GLASGOW: Celtic can take their domestic dominance in Scotland to a new level on Saturday as they aim to complete a third consecutive treble against Hearts in the Scottish Cup final.
No team apart from Celtic or Rangers have won league title since 1985 but before Brendan Rodgers’s arrival as manager in 2016, Celtic had won the domestic treble of league, Scottish Cup and League Cup just three times in the club’s history.
Rodgers led a clean sweep of silverware in 2016/17 and 2017/18 but even his mid-season departure for Leicester has not derailed the Scottish champions as they chase history.
There is still speculation and uncertainty around who will permanently replace the former Liverpool boss.
Caretaker manager Neil Lennon stepped in at short notice in February and ensured an eight-point lead in the league was converted into an eighth straight title.
In his second spell in charge, Lennon has also kept Celtic on course in the Scottish Cup, with comprehensive wins over Hibs and Aberdeen.
Yet many fans remain unconvinced that the Northern Irishman is the man to trust with a bid for a record-equalling nine-in-a-row next season or to turn domestic dominance into better results in Europe.
Lennon’s only defeat since returning came to fierce rivals Rangers two weeks ago, but his team selections and style of play have also been questioned, with three 0-0 draws in his 13 games in charge.
“There’s always going to be criticism but if it was that easy, a team would have done it before,” said winger Scott Sinclair at the prospect of picking up his ninth trophy in three seasons in Scotland. “No one has done it, so it goes to show that it’s tough.”
Lennon’s task has been complicated by injuries to key men, including Kieran Tierney, and the awkward challenge of weighing up whether to give playing time to younger players over loanees who will soon return to their parent clubs.
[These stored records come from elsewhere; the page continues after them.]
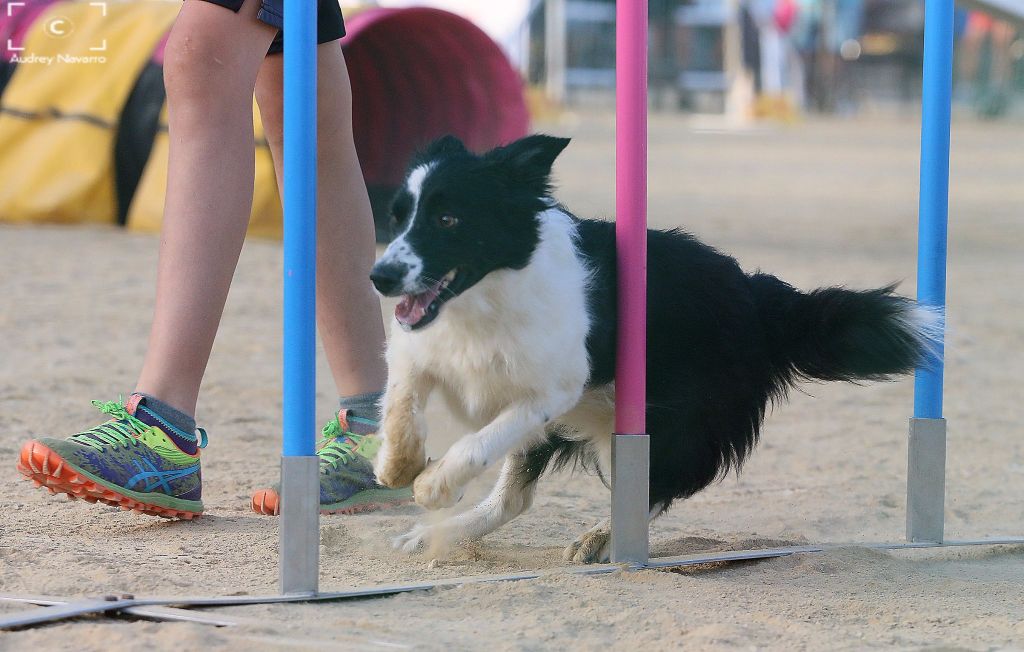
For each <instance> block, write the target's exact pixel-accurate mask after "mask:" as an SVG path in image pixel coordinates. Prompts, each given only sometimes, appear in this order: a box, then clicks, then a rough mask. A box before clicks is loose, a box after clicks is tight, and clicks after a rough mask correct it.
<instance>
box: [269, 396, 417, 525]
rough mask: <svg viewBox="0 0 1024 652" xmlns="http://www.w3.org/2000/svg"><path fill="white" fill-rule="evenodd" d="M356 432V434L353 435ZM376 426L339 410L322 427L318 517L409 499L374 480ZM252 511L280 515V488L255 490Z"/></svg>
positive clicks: (378, 447) (271, 488)
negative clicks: (373, 458)
mask: <svg viewBox="0 0 1024 652" xmlns="http://www.w3.org/2000/svg"><path fill="white" fill-rule="evenodd" d="M353 430H354V431H358V432H353ZM376 430H377V422H376V421H373V420H370V419H362V418H359V417H356V416H354V415H350V414H349V411H348V410H347V409H342V410H341V411H339V412H338V416H337V417H335V418H334V419H332V420H331V422H330V423H328V425H327V426H324V430H323V431H322V432H323V435H324V439H322V440H321V442H319V444H318V446H317V449H316V457H317V458H319V469H321V476H319V480H321V514H355V513H356V512H371V511H373V510H380V509H384V508H387V507H393V506H396V505H403V504H406V503H410V502H412V499H413V490H412V489H411V488H409V487H406V488H401V489H389V488H387V487H383V486H381V485H379V484H377V482H376V480H374V466H373V463H372V462H371V460H373V457H374V455H375V454H376V453H377V450H378V449H379V448H380V445H381V444H380V439H378V438H377V437H376V436H374V434H373V433H374V432H375V431H376ZM252 507H253V511H254V512H256V513H257V514H265V515H267V516H278V515H279V514H280V513H281V487H280V485H276V484H275V485H274V486H273V487H271V488H269V489H257V490H256V492H254V493H253V501H252Z"/></svg>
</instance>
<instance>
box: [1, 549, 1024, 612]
mask: <svg viewBox="0 0 1024 652" xmlns="http://www.w3.org/2000/svg"><path fill="white" fill-rule="evenodd" d="M1022 545H1024V536H1007V537H998V538H981V539H968V540H950V541H943V542H930V541H921V542H906V541H900V542H894V544H822V545H807V546H786V547H782V548H768V549H762V550H745V551H726V552H720V553H705V554H696V555H686V556H682V557H660V558H656V559H651V560H650V561H648V562H647V563H646V564H593V565H589V566H572V567H569V568H558V569H552V570H548V571H543V572H542V571H530V572H522V573H512V574H504V575H471V576H468V577H455V578H452V579H438V580H433V581H423V582H412V583H403V584H402V583H399V584H384V585H378V586H365V588H360V589H352V590H349V591H339V592H333V593H322V594H315V595H290V596H227V597H223V598H203V597H200V598H195V597H194V598H145V599H130V600H129V599H124V600H116V601H113V602H111V601H105V600H82V601H79V602H69V603H67V604H63V605H59V606H54V607H50V608H48V609H32V610H30V611H25V612H20V613H15V614H11V615H8V616H3V617H0V629H7V628H11V627H20V626H27V625H32V624H39V623H43V622H52V621H54V620H61V619H65V618H72V617H75V616H81V615H86V614H94V613H104V612H113V611H126V610H127V609H129V608H135V607H155V606H160V607H229V606H242V605H261V604H282V603H296V602H334V601H340V600H354V599H360V598H377V597H382V596H392V595H396V594H400V593H410V592H414V591H429V590H431V589H440V588H445V586H458V585H462V584H474V583H486V582H497V581H518V580H522V579H536V578H538V577H542V576H544V575H559V574H570V575H604V574H608V573H613V572H618V571H623V570H626V571H629V570H641V569H645V568H681V567H685V566H696V565H699V564H708V563H712V562H729V561H744V560H754V559H772V558H776V557H788V556H790V555H801V554H810V553H821V552H824V551H828V550H836V549H839V548H868V549H872V550H918V549H932V548H955V547H963V546H1022ZM40 600H42V602H40ZM51 600H52V599H33V598H26V597H20V596H9V595H0V601H8V602H23V603H24V602H31V603H33V604H55V603H57V602H60V601H59V600H58V601H51ZM129 613H130V612H129Z"/></svg>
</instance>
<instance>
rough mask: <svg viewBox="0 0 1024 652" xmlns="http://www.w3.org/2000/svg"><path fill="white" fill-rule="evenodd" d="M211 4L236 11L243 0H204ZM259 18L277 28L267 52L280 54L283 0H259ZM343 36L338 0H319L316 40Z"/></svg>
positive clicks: (236, 12) (282, 46) (316, 21)
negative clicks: (277, 28)
mask: <svg viewBox="0 0 1024 652" xmlns="http://www.w3.org/2000/svg"><path fill="white" fill-rule="evenodd" d="M205 1H206V2H210V3H212V4H216V5H220V6H222V7H226V8H228V9H230V10H231V11H234V12H236V13H238V12H239V9H241V8H242V4H243V2H245V0H205ZM257 16H258V17H259V19H260V20H262V21H263V23H266V24H267V25H269V26H271V27H275V28H278V35H276V36H274V37H273V43H271V44H270V49H268V50H267V51H266V53H267V54H281V53H282V52H283V51H284V49H285V35H284V32H282V30H284V27H285V0H260V9H259V13H258V14H257ZM343 36H345V20H344V19H343V18H342V17H341V6H340V5H339V4H338V0H321V3H319V7H318V9H317V10H316V42H317V43H330V42H331V41H337V40H338V39H340V38H341V37H343Z"/></svg>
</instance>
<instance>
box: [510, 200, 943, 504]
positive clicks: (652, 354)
mask: <svg viewBox="0 0 1024 652" xmlns="http://www.w3.org/2000/svg"><path fill="white" fill-rule="evenodd" d="M577 224H578V229H579V233H580V238H579V248H580V251H581V252H582V253H583V255H584V256H585V258H586V259H587V261H588V264H589V265H590V266H591V268H592V269H593V270H594V276H593V282H592V285H591V287H590V290H589V293H588V300H589V302H588V303H589V309H590V312H591V318H592V328H591V332H590V335H589V338H588V342H587V350H588V353H589V355H590V361H591V378H590V381H589V385H590V386H591V387H596V386H600V385H604V384H606V383H609V382H611V381H612V380H613V377H614V368H615V323H616V308H615V306H616V303H615V301H616V286H615V255H614V254H615V244H614V225H613V224H612V223H609V222H603V221H594V220H583V219H580V220H578V222H577ZM647 256H648V259H647V265H648V274H647V414H646V417H647V432H648V434H650V436H651V439H650V443H651V457H650V458H651V471H650V483H651V486H650V501H651V505H652V506H653V505H655V504H658V503H660V504H663V505H665V506H666V507H667V506H668V505H669V504H671V502H672V501H674V499H677V498H684V497H687V496H689V495H692V494H693V493H695V492H696V491H699V490H700V489H702V488H703V487H706V486H707V485H708V484H710V483H712V482H713V481H715V480H716V479H718V478H721V477H723V476H724V475H725V474H727V473H728V472H729V471H730V470H731V469H734V470H738V469H739V467H740V466H741V464H742V463H743V461H744V459H745V458H746V455H748V454H750V452H751V450H752V449H753V447H754V445H755V444H756V443H757V441H758V436H759V434H760V428H761V423H762V421H763V420H764V416H765V410H766V408H767V406H768V405H769V404H770V403H771V402H773V401H777V400H781V399H783V398H784V397H785V395H786V393H787V390H788V389H790V388H791V387H793V386H794V385H795V384H796V383H797V382H798V381H801V380H810V379H816V380H826V381H831V380H843V381H856V380H883V379H887V378H890V377H893V376H896V375H899V374H905V373H907V372H909V371H910V370H912V368H913V367H914V365H915V364H916V363H918V362H919V361H920V360H921V359H922V355H923V353H924V351H923V350H922V345H921V338H920V335H918V334H914V333H912V332H910V331H908V330H907V327H906V325H905V323H904V322H902V321H901V320H899V319H898V317H899V316H900V315H901V314H902V313H904V312H905V311H907V310H908V309H910V307H911V302H910V301H908V300H907V299H904V298H902V297H899V296H896V295H894V294H893V293H892V289H891V288H885V289H881V290H868V291H861V292H855V291H850V290H845V289H842V288H826V289H820V290H815V291H814V292H811V293H809V294H804V293H801V292H799V291H797V290H796V289H794V288H793V287H792V286H790V285H788V284H785V282H783V281H782V280H779V279H778V278H776V277H775V276H772V275H769V274H764V273H756V274H753V275H748V274H745V273H744V272H743V271H742V270H741V269H740V268H739V265H738V264H737V263H736V261H735V260H734V259H733V258H731V257H729V256H726V255H724V254H721V253H719V252H718V251H716V250H715V249H713V248H711V247H709V246H707V245H703V244H701V243H699V242H698V241H697V240H696V238H694V237H693V236H692V235H689V234H687V233H683V232H681V231H678V230H672V231H657V230H650V231H648V240H647ZM587 454H588V451H587V449H586V447H583V446H581V445H580V442H578V441H572V440H569V439H565V438H562V437H560V436H559V435H558V433H557V432H552V433H551V435H550V437H549V441H548V442H546V443H545V444H544V445H541V446H537V447H535V448H534V449H531V450H530V451H528V453H527V459H528V460H529V471H530V475H535V474H536V476H535V477H538V476H540V475H541V474H542V473H543V472H544V470H545V469H546V467H547V466H548V465H549V464H550V466H552V467H553V468H557V467H562V466H566V465H569V464H573V463H579V464H581V465H582V466H584V467H590V466H592V463H593V461H592V460H590V459H588V458H587Z"/></svg>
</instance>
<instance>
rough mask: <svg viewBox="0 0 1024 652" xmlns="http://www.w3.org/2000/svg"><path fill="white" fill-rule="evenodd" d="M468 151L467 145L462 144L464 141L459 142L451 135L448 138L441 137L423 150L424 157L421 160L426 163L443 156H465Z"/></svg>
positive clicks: (455, 138)
mask: <svg viewBox="0 0 1024 652" xmlns="http://www.w3.org/2000/svg"><path fill="white" fill-rule="evenodd" d="M466 151H468V150H467V149H466V145H464V144H463V143H462V140H459V139H458V138H456V137H455V136H453V135H452V134H449V135H446V136H441V137H440V138H438V139H437V140H434V141H433V142H431V143H430V144H429V145H427V148H426V149H424V150H423V155H422V156H421V157H420V158H421V159H423V160H425V161H432V160H434V159H439V158H441V157H443V156H451V155H455V154H465V153H466Z"/></svg>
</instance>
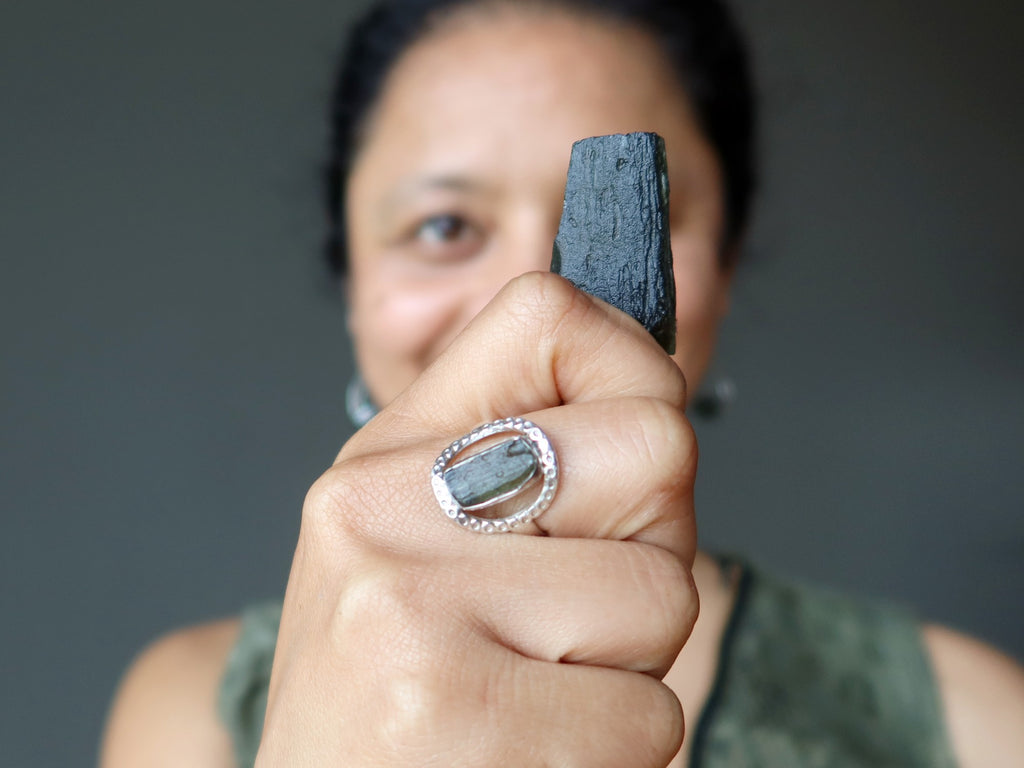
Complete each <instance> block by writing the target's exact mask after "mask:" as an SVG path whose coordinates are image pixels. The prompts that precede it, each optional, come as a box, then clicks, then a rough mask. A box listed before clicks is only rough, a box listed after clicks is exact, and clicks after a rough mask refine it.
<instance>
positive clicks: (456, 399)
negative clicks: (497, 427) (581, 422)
mask: <svg viewBox="0 0 1024 768" xmlns="http://www.w3.org/2000/svg"><path fill="white" fill-rule="evenodd" d="M621 396H639V397H654V398H658V399H663V400H666V401H667V402H669V403H671V404H673V406H675V407H676V408H679V409H682V408H683V407H684V404H685V401H686V382H685V379H684V378H683V374H682V372H681V371H680V370H679V368H678V367H677V366H676V365H675V362H674V361H673V360H672V358H671V357H670V356H669V355H668V354H666V353H665V351H664V350H663V349H662V348H660V347H659V346H658V345H657V343H656V342H655V341H654V340H653V338H651V336H650V335H649V334H648V333H647V331H646V330H644V328H643V327H642V326H641V325H640V324H639V323H637V322H636V321H635V319H633V318H632V317H630V316H629V315H628V314H626V313H625V312H622V311H621V310H618V309H615V308H614V307H612V306H610V305H609V304H606V303H605V302H603V301H600V300H599V299H595V298H594V297H592V296H590V295H588V294H586V293H584V292H582V291H580V290H578V289H575V288H574V287H573V286H572V285H571V284H570V283H569V282H568V281H566V280H565V279H563V278H560V276H558V275H556V274H552V273H550V272H528V273H526V274H523V275H521V276H519V278H516V279H515V280H513V281H512V282H510V283H509V284H508V285H507V286H506V287H505V288H503V289H502V291H501V292H500V293H499V294H498V295H497V296H496V297H495V298H494V299H493V300H492V301H490V303H489V304H487V306H486V307H484V309H483V310H482V311H481V312H480V313H479V314H478V315H477V316H476V317H475V318H474V319H473V322H472V323H470V325H469V326H467V328H466V329H465V330H464V331H463V332H462V333H461V334H460V335H459V336H458V337H457V338H456V340H455V341H454V342H453V343H452V345H451V346H450V347H449V348H447V349H446V350H445V351H444V352H443V353H442V354H441V355H440V356H439V357H438V358H437V359H436V360H435V361H434V362H433V364H432V365H431V366H430V367H429V368H428V369H427V370H426V371H425V372H424V373H423V375H422V376H420V378H419V379H417V381H416V382H414V383H413V384H412V385H411V386H410V387H409V388H408V389H407V390H406V391H404V392H402V393H401V394H400V395H399V396H398V397H397V398H396V399H395V400H394V402H392V403H391V404H390V406H389V407H388V408H387V409H385V410H384V411H382V412H381V414H379V415H378V416H377V417H376V418H375V419H374V420H373V421H372V422H371V423H370V424H369V425H368V426H367V427H366V428H364V430H361V431H360V433H359V434H357V435H356V437H355V438H353V439H352V440H350V441H349V442H348V444H346V445H345V447H344V449H343V450H342V452H341V455H340V456H339V460H340V459H345V458H347V457H348V456H351V455H353V454H354V455H357V454H360V453H364V452H370V451H384V450H387V449H388V447H392V446H394V445H396V444H408V443H410V442H414V441H420V440H423V439H430V438H431V437H439V438H441V439H442V440H443V439H451V437H452V436H456V435H459V434H462V433H464V432H467V431H469V430H470V429H472V428H473V427H475V426H478V425H479V424H481V423H484V422H489V421H494V420H496V419H501V418H505V417H509V416H517V415H521V414H526V413H531V412H537V411H542V410H545V409H549V408H554V407H556V406H560V404H564V403H571V402H585V401H588V400H594V399H603V398H608V397H621Z"/></svg>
Tierney was one of the shining lights of the past two treble-winning campaigns and may have already made a big-money move to the Premier League but for his emotional ties to his boyhood club.
A double hernia operation will see the left-back miss Steve Clarke’s first two games as Scotland manager, but Tierney has passed himself fit for Saturday’s final and insists Celtic’s thirst for success is not nearly quenched.
“For me, with every single trophy, it gets better each time,” said Tierney.
“You want that more and more and we know how good a feeling it is to win. The feeling is so sweet, you work hard all season, and a trophy to finish is enough motivation.”
Hearts are hoping for their first trophy since thrashing Edinburgh rivals Hibs 5-1 in the 2012 Scottish Cup final.
Both sides named much-changed teams as Celtic won a dress rehearsal to end the league season 2-1 last weekend that completed a terrible end to the campaign for Craig Levein’s men.
Hearts took just one point from their last seven league games either side of a cup semi-final win over Championship side Inverness.
But Scottish international John Souttar believes Hearts can shock Celtic at Hampden.
“A cup final is a one-off game. I think the league form and what you’ve done in the past goes out the window,” said Souttar.
“We’ve got to go and believe in ourselves that we can win. In football, a lot of upsets have happened recently.”